A woman from Penn Valley just called me to discuss our story on the financial crisis at Gottschalks in today's paper. She started off by apologizing for not knowing much about business, and then asked me if I recalled the scene in "It's a Wonderful Life" where Jimmy Stewart's character convinces some of the failing bank's customers to withdraw just what they need, instead of taking everything out.
The gist of this reader's argument was this: If lenders and others would back off a little, and reduce their demands, wouldn't companies like Gottschalks survive? And isn't that better than 60 or so empty storefronts?

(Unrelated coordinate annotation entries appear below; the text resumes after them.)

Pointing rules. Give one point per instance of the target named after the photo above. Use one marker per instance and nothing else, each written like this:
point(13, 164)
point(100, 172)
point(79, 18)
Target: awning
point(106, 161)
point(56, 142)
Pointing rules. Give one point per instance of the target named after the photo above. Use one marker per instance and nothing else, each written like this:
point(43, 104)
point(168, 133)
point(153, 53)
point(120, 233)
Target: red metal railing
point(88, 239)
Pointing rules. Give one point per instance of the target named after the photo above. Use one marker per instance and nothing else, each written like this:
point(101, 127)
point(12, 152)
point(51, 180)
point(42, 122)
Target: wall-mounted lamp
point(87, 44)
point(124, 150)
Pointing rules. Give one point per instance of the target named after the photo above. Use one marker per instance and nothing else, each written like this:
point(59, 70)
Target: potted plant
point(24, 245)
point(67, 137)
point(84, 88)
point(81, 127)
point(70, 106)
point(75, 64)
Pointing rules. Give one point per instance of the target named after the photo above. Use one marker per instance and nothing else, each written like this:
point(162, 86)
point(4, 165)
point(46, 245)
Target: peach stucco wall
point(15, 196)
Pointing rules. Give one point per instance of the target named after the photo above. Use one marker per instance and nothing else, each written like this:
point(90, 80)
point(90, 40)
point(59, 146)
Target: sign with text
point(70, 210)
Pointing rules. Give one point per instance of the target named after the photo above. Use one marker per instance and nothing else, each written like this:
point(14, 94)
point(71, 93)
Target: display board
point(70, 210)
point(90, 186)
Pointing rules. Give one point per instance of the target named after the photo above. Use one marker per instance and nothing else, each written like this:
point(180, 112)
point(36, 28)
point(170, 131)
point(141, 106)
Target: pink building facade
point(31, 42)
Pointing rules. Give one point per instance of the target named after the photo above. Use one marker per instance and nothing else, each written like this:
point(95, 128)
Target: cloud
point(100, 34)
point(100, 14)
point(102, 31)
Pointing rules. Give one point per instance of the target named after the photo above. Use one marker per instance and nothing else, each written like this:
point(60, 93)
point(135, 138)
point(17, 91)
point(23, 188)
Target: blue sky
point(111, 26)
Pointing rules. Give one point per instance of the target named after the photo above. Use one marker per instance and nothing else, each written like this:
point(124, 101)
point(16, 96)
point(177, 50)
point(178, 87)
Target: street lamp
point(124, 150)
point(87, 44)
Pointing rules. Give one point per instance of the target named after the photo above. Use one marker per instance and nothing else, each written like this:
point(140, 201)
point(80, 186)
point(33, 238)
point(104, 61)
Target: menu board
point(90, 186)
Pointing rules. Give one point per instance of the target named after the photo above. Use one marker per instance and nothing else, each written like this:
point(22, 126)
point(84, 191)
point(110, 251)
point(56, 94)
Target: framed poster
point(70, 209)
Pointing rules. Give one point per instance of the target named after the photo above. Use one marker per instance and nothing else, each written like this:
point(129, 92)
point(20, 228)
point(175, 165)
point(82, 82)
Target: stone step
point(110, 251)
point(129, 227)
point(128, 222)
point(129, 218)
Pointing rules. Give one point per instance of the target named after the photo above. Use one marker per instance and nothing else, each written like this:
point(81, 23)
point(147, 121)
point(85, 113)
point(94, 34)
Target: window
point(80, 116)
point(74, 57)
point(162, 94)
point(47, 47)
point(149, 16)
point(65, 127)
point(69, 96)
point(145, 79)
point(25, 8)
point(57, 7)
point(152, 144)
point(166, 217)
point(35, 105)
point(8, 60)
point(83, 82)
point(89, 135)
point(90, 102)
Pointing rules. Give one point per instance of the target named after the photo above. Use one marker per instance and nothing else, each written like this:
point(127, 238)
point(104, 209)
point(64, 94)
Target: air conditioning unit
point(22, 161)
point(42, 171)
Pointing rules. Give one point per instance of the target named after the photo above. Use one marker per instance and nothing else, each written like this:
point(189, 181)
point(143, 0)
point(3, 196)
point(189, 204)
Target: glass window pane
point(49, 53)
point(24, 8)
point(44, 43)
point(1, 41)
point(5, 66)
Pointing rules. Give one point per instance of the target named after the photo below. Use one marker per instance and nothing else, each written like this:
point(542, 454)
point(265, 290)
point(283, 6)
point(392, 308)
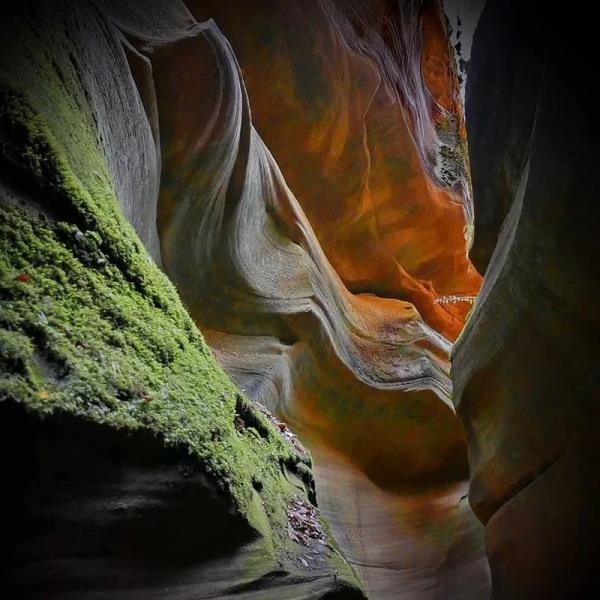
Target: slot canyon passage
point(299, 300)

In a sense, this woman has hit on a metaphor for entire economy at a time of recession. This is kind of simplistic, but hear me out: Lenders and other creditors routinely back off, and forgive portions of debts - but only if they believe it's in their interest to do so. This happens all the time in bankruptcy. A creditor will approve a partial repayment from a bankrupt company if it believes the alternative - shutdown and liquidation - would yield even less.
As for her second question: Isn't saving Gottschalks better than having empty storefronts? That's a little trickier. In a dynamic economy, failing companies give way to entrepreneurs with new (and presumably better) ideas. The buggy manufacturers were replaced by Henry Ford, etc. It's a little Darwinian, and it's no fun for the buggy manufacturers, but that's generally how our system works.
Of course, in this current economy, the Darwinian process can be especially ugly. Those empty storefronts would likely stay empty for a good long while. And that'd hurt everybody. So believe me, no one's rooting for Gottschalks to go under.